A Biography of Woodrow Wilson

By Tim Lambert

Woodrow Wilson was the 28th president of the USA. He was born in Staunton, Virginia on 28 December 1856. His father, Joseph Wilson was a Presbyterian minister. His mother Janet Woodrow Wilson was born in Carlisle, England.

When Woodrow was a child he lived in Georgia, South Carolina, and North Carolina. Wilson attended Princeton University from 1875 to 1879. Afterward, he studied law at the University of Virginia and he became a lawyer in 1882.

However, in 1883 Wilson went to John Hopkins University and, in 1886 he obtained a Ph.D. in political science. Afterward, he worked as a lecturer. In 1902 he became president of Princeton University.

Meanwhile, in 1885 he married Ellen Louise Axson. The couple had three daughters. Sadly his first wife died in 1914.

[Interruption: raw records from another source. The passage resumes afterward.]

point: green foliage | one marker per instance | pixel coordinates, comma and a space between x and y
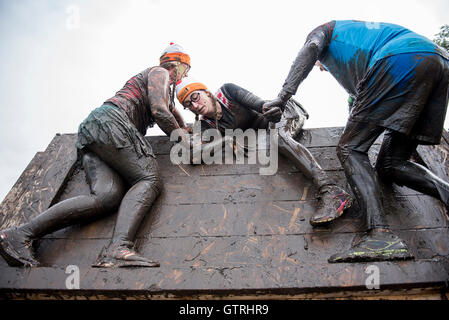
442, 38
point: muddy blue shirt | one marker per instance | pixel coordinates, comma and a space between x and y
349, 48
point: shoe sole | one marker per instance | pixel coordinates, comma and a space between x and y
405, 256
126, 264
329, 220
12, 261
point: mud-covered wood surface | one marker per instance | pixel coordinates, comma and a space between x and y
227, 230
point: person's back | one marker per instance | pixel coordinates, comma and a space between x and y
355, 47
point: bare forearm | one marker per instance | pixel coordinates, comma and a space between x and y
158, 89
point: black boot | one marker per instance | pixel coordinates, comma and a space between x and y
120, 255
333, 202
16, 248
378, 245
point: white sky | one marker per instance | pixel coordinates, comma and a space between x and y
55, 69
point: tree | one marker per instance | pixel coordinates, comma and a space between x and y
442, 38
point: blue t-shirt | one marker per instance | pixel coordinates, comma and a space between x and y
357, 45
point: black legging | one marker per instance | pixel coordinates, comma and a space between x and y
102, 163
392, 164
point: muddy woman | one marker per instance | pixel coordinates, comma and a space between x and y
120, 167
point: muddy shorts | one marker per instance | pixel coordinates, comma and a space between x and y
407, 93
109, 125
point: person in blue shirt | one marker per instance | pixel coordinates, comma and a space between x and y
400, 83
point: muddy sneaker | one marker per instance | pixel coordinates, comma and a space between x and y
375, 246
334, 201
16, 248
122, 256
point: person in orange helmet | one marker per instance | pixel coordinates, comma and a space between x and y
120, 166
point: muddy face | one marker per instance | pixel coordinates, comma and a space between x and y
179, 71
200, 103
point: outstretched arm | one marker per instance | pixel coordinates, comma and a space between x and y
243, 97
315, 46
158, 89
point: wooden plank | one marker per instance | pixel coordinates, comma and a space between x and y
262, 263
260, 218
272, 251
40, 183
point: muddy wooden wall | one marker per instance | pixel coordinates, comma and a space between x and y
221, 230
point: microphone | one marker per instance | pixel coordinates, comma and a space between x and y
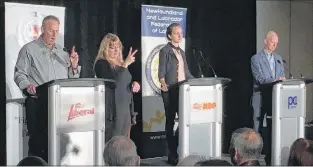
208, 64
290, 75
199, 67
300, 73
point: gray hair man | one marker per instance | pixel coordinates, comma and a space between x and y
38, 62
121, 151
245, 147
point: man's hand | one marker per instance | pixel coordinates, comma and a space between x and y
282, 78
74, 58
31, 89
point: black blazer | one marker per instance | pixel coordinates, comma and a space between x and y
168, 65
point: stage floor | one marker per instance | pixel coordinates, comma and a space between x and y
162, 161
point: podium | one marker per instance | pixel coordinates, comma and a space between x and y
200, 117
286, 108
16, 131
78, 109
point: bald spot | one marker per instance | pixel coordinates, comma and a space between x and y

In 1910 Wilson was elected governor of New Jersey. In 1912 he was nominated by the Democratic Party and that November he was elected president of the USA. Wilson presided over a series of reforms including the Clayton Antitrust Act of 1914. When war broke out in Europe in 1914 Wilson was determined to keep the USA neutral. In 1916 he was re-elected as ‘the man who kept us out of war’. But it was not to last.

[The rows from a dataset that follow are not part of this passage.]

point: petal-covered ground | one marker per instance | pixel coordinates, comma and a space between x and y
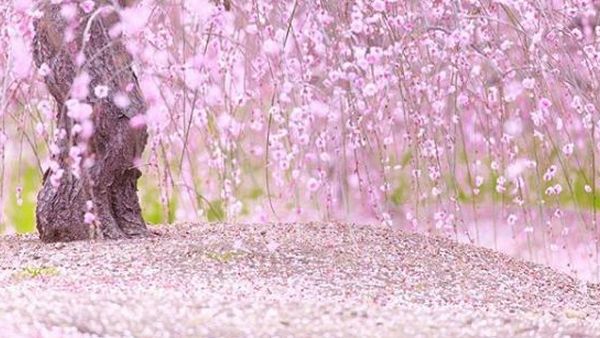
237, 280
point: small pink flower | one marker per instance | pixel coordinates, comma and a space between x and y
89, 218
313, 184
101, 91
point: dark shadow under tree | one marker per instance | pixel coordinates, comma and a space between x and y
110, 183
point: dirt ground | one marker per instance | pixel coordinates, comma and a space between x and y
300, 280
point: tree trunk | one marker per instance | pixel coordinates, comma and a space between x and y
110, 183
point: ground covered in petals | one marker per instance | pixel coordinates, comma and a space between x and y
284, 279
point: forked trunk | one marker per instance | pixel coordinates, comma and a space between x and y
110, 183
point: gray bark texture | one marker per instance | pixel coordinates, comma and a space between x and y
111, 182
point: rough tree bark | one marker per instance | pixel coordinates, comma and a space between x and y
111, 182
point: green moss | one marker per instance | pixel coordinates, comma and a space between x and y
225, 256
23, 216
35, 272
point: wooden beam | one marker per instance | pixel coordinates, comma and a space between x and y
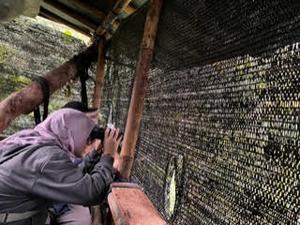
70, 16
24, 101
100, 72
48, 15
87, 8
111, 23
139, 88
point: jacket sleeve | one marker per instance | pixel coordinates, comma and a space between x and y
62, 181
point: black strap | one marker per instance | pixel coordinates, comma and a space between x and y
43, 82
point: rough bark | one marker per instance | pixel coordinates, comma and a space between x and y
138, 94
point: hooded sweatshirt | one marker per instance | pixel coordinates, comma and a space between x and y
36, 167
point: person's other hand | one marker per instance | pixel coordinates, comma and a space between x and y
111, 141
97, 145
116, 161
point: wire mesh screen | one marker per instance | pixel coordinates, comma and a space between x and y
219, 141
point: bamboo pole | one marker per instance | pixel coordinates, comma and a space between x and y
138, 93
100, 73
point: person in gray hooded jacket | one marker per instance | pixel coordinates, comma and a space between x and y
36, 168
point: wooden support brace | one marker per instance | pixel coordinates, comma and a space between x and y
24, 101
138, 93
100, 73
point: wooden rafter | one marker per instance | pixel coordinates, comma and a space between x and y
50, 16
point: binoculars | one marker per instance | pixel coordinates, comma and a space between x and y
98, 133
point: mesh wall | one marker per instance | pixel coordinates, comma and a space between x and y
219, 141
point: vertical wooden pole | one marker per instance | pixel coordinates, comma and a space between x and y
24, 101
100, 72
139, 88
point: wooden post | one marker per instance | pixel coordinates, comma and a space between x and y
100, 73
27, 99
138, 93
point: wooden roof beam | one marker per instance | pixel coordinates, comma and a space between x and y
88, 9
48, 15
74, 18
111, 21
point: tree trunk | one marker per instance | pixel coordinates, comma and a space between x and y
138, 93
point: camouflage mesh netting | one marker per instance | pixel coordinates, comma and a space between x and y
219, 141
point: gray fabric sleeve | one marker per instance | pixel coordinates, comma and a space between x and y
62, 181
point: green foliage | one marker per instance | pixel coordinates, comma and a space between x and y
5, 53
11, 83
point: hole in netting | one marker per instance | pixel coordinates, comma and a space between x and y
172, 186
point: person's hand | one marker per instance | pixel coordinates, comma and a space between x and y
97, 145
111, 141
116, 161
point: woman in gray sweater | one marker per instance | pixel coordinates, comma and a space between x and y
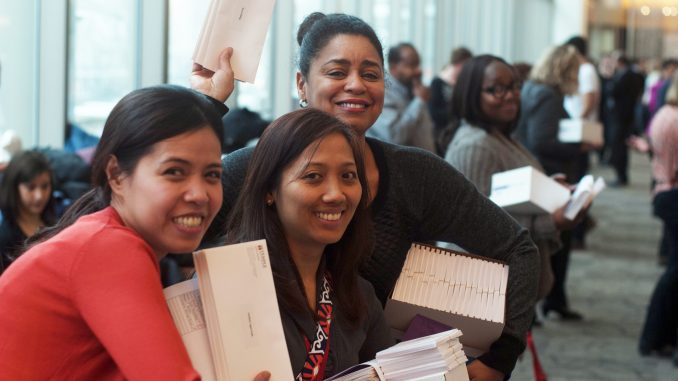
487, 102
415, 196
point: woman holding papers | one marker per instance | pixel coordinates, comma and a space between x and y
541, 104
487, 101
85, 301
661, 324
305, 194
414, 196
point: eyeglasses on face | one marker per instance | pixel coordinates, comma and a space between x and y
500, 91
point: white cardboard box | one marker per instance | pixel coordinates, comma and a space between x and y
526, 190
580, 130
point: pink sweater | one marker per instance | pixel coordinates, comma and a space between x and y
88, 305
664, 138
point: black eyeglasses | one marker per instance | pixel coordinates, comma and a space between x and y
500, 91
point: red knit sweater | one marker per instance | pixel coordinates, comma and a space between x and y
88, 305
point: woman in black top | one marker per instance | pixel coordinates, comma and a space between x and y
25, 201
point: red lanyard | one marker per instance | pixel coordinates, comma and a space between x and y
318, 351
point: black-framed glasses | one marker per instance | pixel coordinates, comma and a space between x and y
500, 91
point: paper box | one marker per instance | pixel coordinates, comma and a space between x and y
580, 130
470, 296
478, 334
526, 190
457, 374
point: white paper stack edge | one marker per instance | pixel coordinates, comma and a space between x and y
433, 357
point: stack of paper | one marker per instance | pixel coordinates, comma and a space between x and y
457, 289
526, 190
240, 24
436, 357
429, 356
580, 130
587, 189
231, 327
367, 371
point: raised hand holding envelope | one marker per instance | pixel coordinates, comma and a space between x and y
240, 24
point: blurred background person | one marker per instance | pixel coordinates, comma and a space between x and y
661, 324
440, 103
584, 104
487, 102
623, 91
405, 119
25, 201
553, 77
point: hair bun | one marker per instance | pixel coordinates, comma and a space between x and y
307, 24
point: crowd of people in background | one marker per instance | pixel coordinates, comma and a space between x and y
389, 160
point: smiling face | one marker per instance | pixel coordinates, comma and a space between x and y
346, 79
500, 110
173, 193
318, 195
35, 195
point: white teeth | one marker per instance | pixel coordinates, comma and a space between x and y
189, 222
352, 105
329, 216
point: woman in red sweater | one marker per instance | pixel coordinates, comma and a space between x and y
85, 301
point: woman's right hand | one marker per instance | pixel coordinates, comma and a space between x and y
263, 376
216, 84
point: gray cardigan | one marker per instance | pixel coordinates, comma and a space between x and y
478, 155
421, 198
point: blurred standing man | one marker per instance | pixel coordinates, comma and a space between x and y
439, 105
624, 90
585, 104
405, 119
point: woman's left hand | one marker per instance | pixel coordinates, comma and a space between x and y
216, 84
477, 371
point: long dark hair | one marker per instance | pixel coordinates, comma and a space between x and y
468, 90
139, 120
251, 219
23, 168
318, 29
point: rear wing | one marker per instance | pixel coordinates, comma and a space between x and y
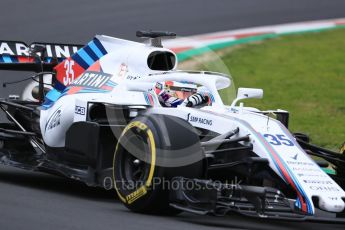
16, 55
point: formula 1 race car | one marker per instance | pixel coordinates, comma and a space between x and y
91, 114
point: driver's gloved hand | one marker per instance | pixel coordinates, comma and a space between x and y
196, 99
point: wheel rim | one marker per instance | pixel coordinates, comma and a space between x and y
134, 168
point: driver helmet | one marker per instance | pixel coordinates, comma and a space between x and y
177, 89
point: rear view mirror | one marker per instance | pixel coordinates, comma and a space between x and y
245, 93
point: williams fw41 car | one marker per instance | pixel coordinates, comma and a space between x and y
91, 113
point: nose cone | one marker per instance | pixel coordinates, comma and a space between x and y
331, 204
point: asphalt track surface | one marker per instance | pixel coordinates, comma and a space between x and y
31, 200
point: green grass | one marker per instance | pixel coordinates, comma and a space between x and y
301, 73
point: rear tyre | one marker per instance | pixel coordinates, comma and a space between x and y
150, 152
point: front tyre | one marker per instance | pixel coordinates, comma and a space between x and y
151, 150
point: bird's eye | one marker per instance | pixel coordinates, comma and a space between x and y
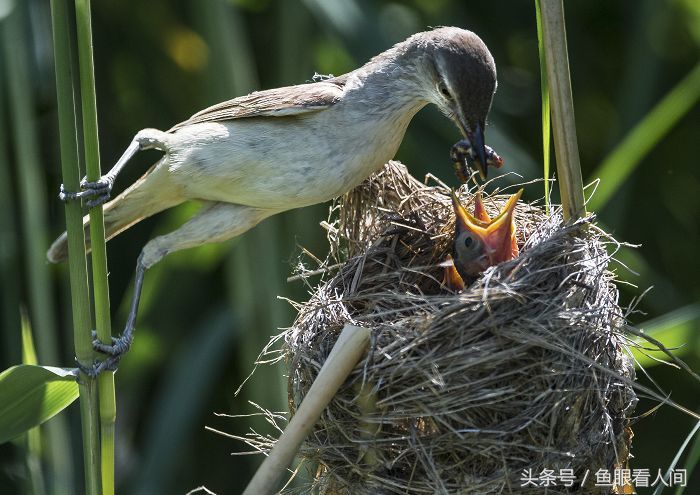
444, 91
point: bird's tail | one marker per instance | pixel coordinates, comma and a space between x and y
152, 193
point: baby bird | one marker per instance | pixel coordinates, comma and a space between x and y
480, 241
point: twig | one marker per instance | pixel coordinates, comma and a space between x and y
345, 354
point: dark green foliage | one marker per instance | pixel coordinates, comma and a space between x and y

On 1 February 1917, Germany began unrestricted submarine warfare. That meant that any neutral ship attempting to trade with Britain was a target for submarines. Furthermore, British intelligence intercepted a telegram from Arthur Zimmermann, German Foreign Secretary. It stated that in the event of a war between Germany and the USA, efforts should be made to persuade Mexico to attack the USA. The Mexicans were offered parts of the USA as a reward if they did so.

On 6 April 1917, the USA declared war on Germany. America had a strong navy but a relatively small army. However, conscription was introduced and the USA began to raise a huge army. The first US troops were sent to France in June 1917 but it was the spring of 1918 before large numbers arrived.

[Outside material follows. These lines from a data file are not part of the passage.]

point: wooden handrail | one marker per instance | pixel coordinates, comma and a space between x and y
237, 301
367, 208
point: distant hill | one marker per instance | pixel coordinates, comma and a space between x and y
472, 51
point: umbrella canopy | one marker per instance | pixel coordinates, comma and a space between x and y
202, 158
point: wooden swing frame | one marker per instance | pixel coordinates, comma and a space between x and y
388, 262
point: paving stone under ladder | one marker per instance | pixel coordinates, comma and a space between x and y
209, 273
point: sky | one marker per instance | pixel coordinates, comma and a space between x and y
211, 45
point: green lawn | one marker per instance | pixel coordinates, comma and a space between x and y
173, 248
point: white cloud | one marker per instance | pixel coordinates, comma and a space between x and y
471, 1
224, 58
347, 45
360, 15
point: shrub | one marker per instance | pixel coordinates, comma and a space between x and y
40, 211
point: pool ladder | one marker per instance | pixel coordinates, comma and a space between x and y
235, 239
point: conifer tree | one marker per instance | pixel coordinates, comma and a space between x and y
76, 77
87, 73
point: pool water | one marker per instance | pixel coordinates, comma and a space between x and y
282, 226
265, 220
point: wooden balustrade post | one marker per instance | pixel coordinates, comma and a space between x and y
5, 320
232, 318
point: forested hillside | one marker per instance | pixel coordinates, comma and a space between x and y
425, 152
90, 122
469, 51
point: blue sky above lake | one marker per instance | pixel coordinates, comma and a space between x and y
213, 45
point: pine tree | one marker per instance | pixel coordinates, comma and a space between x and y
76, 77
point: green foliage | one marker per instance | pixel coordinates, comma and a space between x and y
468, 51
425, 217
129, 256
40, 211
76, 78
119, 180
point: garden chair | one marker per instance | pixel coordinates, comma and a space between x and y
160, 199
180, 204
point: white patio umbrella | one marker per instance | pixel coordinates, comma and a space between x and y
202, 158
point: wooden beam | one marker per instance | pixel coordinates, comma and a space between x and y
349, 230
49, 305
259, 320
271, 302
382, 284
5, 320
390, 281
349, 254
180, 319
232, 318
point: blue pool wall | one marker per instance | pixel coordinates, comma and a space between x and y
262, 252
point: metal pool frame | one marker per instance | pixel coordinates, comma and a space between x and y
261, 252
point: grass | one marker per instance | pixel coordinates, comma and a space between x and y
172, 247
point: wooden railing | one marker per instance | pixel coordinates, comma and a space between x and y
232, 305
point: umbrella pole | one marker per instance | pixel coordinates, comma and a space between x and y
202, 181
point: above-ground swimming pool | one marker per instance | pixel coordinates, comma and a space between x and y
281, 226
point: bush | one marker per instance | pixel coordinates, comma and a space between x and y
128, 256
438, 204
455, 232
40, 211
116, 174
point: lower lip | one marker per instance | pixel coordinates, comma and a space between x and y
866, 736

In January 1918 Wilson put forward 14 points that he believed should be the basis of a peace treaty. However, the US Senate refused to ratify the Treaty of Versailles.

Meanwhile, in 1915 Wilson married his second wife Edith Bolling Gatt. In 1919 he suffered a stroke. Wilson left office in March 1921. He became a partner in a law firm but he was too ill to do very much work. Woodrow Wilson died on 3 February 1924.